Watershed Corner: Replica beaver dams can restore our watersheds
Upper Colorado Watershed Environment Team Board Member
We are all critters, but on Earth Day none could be more important to our Mother Nature than the beaver, a keystone species for the restoration of our rivers, streams and riparian areas. With their dams and ponds, they hold back the waters, recharge wetlands and support the flora and fauna of our entire mountain ecosystem.
Currently, our valleys are pretty bereft of beaver as we are drying up with climate change and trans-mountain water diversions. Seventy to 80% of our west-side waters are being shipped to the Front Range and soon it may be 90% into Eastern Slope reservoirs.
We can begin to curb this water conundrum by building man-made beaver dam replicas known as beaver dam analogues. Building these replicas in our upper reaches will slow down those waters and replenish willow supplies for our natural earth engineers, rodent Castor canadensis (beaver). If we build them, along with tall fence exclosures to keep the over-browsing ungulates from eating all the willow to the ground, the beaver will come.
This restoration is a prime goal of our watershed group, the Upper Colorado Watershed Environment Team, or UCWET (formerly Upper CO River Watershed group). We have been working with several entities to further this goal: Save the Colorado, Colorado Department of Health and Environment, Northern Water and now the U.S. Forest Service.
Also, along with our local libraries, the environment team is in the midst of setting up a citizen science program, which will be accessed on our website so that all of you who care about our county can help us with data gathering, while you are enjoying our great outdoors. We will announce when the site is up and running.
Last fall, some of our watershed group helped build beaver dam analogues on Spruce Creek in Summit County. The project was sponsored by the Bureau of Reclamation’s Kremmling office. This tiny creek flowed through a dry meadow — the grass and willow covered ground was all lumpy with long abandoned beaver dams. Our team built four dams in one day and by the time we got out of there, we were hip-deep in water gullies.

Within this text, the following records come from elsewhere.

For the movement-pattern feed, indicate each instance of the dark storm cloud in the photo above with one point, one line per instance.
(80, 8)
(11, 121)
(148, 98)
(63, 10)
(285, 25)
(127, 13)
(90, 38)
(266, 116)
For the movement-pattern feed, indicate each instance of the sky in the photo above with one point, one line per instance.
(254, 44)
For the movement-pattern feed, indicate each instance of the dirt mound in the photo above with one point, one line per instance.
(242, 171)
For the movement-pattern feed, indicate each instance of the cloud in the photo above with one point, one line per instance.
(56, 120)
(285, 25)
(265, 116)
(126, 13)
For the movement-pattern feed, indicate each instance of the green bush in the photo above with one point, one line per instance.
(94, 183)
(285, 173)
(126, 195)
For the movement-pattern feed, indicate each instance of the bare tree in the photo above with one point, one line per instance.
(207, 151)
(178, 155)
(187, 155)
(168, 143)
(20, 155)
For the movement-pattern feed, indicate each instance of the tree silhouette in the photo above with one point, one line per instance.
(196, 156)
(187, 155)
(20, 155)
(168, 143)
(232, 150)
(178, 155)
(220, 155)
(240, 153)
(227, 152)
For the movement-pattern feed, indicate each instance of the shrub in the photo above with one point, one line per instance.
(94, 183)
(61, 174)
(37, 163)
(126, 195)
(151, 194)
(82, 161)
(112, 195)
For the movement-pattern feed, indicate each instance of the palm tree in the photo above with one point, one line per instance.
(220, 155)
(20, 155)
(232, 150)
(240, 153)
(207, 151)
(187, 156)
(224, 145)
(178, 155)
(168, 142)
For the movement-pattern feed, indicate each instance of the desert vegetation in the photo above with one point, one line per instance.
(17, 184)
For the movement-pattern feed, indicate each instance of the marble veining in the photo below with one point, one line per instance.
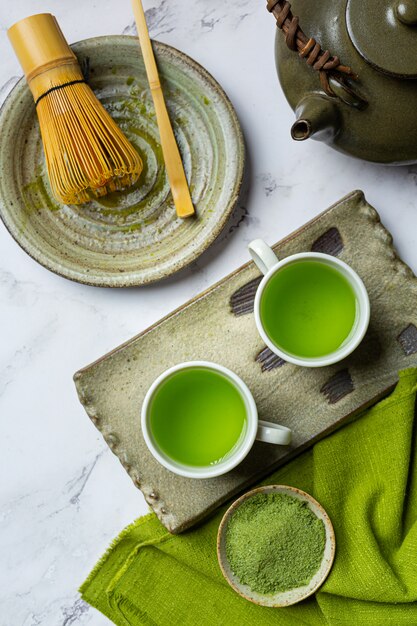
(64, 496)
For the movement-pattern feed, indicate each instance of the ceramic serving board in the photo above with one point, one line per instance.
(132, 237)
(218, 325)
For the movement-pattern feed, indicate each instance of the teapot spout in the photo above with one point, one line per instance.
(317, 116)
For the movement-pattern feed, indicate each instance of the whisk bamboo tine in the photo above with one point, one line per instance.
(173, 163)
(86, 153)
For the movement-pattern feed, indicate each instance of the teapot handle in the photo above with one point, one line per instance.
(328, 66)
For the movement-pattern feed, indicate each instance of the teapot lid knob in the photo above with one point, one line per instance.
(384, 32)
(406, 12)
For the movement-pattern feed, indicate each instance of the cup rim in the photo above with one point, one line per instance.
(362, 324)
(193, 471)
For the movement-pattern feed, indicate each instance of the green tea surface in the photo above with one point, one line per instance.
(197, 416)
(308, 309)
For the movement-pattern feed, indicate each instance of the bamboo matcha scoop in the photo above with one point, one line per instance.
(172, 158)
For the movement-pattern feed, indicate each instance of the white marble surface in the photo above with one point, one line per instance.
(63, 495)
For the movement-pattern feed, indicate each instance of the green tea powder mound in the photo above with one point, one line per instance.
(274, 543)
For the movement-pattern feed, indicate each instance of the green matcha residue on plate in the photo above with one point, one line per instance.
(274, 543)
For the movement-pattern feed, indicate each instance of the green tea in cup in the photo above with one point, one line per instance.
(199, 420)
(311, 308)
(197, 416)
(308, 308)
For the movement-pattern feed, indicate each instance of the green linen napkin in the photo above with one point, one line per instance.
(365, 476)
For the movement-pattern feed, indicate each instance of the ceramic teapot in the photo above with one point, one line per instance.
(348, 68)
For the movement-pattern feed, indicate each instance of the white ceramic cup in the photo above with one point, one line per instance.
(255, 429)
(268, 263)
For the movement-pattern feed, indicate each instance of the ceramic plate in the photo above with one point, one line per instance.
(133, 237)
(285, 598)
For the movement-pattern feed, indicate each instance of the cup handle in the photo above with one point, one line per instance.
(273, 433)
(264, 257)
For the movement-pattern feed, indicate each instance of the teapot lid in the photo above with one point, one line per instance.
(384, 32)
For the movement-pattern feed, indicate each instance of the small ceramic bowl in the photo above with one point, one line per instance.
(293, 596)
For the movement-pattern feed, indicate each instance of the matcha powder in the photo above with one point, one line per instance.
(274, 543)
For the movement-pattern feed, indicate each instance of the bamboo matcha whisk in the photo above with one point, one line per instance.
(86, 153)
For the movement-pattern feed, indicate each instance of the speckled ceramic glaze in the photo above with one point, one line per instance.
(292, 596)
(132, 237)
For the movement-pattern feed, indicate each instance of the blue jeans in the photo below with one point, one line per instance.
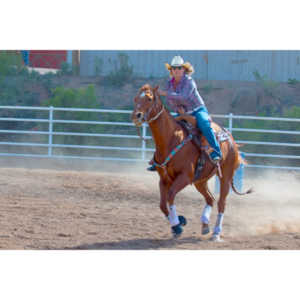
(203, 124)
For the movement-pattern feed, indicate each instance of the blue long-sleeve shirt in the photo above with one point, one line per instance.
(184, 95)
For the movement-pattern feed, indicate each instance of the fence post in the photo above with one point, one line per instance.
(50, 130)
(144, 142)
(230, 122)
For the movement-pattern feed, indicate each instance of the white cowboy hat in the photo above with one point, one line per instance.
(178, 61)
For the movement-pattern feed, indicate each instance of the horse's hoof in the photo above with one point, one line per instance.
(182, 220)
(177, 231)
(205, 230)
(216, 238)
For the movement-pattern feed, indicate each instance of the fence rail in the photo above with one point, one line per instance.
(51, 133)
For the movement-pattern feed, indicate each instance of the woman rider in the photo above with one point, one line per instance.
(181, 94)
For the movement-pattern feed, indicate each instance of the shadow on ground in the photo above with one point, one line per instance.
(137, 244)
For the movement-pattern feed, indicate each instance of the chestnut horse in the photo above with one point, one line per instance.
(176, 160)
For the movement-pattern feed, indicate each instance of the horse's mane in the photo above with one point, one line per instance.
(146, 88)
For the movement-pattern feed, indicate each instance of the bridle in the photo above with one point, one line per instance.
(149, 111)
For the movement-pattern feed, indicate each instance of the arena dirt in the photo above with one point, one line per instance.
(73, 209)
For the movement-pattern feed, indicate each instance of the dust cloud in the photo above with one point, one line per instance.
(273, 207)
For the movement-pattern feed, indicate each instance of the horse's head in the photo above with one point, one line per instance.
(147, 105)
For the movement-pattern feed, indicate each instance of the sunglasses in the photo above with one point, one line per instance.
(174, 68)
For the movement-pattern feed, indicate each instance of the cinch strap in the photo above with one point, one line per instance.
(173, 152)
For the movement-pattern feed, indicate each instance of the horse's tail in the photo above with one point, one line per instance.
(240, 160)
(237, 192)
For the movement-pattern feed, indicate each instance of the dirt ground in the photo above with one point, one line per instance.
(80, 209)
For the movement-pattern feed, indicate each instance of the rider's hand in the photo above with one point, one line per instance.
(162, 93)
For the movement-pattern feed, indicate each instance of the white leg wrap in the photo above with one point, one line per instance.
(218, 227)
(206, 214)
(173, 218)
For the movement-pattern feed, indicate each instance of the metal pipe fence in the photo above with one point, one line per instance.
(13, 139)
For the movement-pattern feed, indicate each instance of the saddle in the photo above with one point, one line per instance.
(189, 124)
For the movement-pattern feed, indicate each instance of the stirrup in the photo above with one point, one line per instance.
(151, 168)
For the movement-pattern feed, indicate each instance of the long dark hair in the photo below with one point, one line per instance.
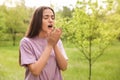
(36, 22)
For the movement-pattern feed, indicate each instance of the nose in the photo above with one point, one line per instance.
(50, 19)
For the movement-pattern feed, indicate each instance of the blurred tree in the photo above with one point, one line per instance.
(16, 20)
(90, 29)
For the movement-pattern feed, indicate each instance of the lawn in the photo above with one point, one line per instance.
(107, 67)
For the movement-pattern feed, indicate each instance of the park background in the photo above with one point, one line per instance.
(90, 32)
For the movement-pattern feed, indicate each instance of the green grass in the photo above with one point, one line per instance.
(107, 67)
(9, 67)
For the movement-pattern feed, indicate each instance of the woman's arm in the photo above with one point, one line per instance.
(61, 61)
(38, 66)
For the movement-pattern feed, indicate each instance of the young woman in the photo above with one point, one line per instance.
(41, 50)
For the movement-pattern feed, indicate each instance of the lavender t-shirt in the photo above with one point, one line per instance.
(31, 50)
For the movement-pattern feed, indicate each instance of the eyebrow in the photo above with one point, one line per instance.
(49, 15)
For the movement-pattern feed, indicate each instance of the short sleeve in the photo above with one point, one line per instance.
(26, 52)
(60, 44)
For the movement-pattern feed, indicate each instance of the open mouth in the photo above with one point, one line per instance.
(50, 26)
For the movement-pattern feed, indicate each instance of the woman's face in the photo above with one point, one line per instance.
(48, 21)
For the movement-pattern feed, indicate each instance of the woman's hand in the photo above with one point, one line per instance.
(54, 36)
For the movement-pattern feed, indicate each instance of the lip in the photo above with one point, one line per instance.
(50, 26)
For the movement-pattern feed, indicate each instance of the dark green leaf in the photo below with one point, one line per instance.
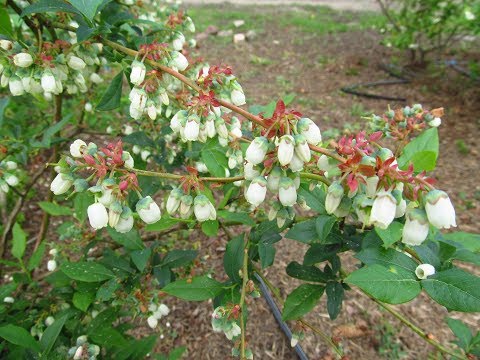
(196, 289)
(19, 241)
(335, 293)
(302, 300)
(55, 209)
(18, 336)
(233, 258)
(455, 289)
(393, 285)
(306, 272)
(111, 99)
(86, 271)
(50, 335)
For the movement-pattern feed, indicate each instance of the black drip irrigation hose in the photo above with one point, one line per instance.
(399, 73)
(278, 316)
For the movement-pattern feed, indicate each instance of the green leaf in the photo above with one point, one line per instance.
(315, 199)
(306, 272)
(324, 225)
(393, 285)
(386, 258)
(210, 227)
(335, 293)
(82, 300)
(86, 271)
(455, 289)
(266, 252)
(19, 241)
(81, 203)
(43, 6)
(140, 258)
(422, 152)
(461, 331)
(5, 23)
(36, 257)
(233, 258)
(390, 235)
(213, 155)
(50, 335)
(302, 300)
(139, 138)
(87, 7)
(55, 209)
(196, 289)
(130, 240)
(236, 217)
(19, 336)
(177, 257)
(111, 99)
(305, 232)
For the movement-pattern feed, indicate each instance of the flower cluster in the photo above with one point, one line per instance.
(83, 349)
(110, 206)
(56, 67)
(8, 178)
(186, 205)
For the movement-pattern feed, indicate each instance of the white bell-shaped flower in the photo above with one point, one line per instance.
(97, 216)
(148, 210)
(440, 211)
(383, 209)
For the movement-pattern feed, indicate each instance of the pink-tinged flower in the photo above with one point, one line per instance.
(440, 211)
(416, 227)
(424, 270)
(383, 209)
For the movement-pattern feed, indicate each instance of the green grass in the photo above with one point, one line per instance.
(313, 19)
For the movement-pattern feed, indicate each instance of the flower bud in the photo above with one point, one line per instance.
(138, 72)
(203, 209)
(257, 150)
(273, 179)
(440, 211)
(51, 265)
(383, 210)
(238, 97)
(192, 128)
(76, 63)
(310, 130)
(15, 86)
(23, 60)
(61, 184)
(97, 216)
(287, 193)
(148, 210)
(125, 223)
(179, 60)
(286, 149)
(301, 148)
(173, 201)
(334, 197)
(416, 227)
(424, 270)
(256, 191)
(77, 147)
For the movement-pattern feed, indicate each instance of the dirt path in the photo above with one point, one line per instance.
(354, 5)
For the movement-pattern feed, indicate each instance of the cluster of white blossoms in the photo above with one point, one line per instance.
(157, 312)
(8, 178)
(83, 349)
(186, 205)
(49, 72)
(275, 164)
(193, 127)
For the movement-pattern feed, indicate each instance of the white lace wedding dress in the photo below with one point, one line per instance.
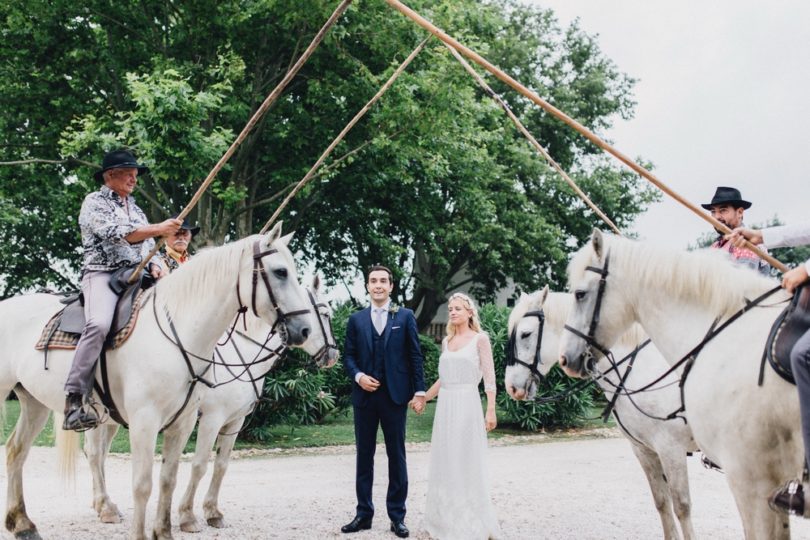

The hope/expectation is that beaver will be able to move on up from the Blue River and reestablish themselves. The first creek we are tending to in Grand County is Supply Creek, on Forest Service land in the Kawuneeche Valley, adjacent to Rocky Mountain National Park. This creek was the most severely damaged by the 2020 East Troublesome Fire. But all the creeks in the park are in desperate need of restoration. Respect our Mother Earth.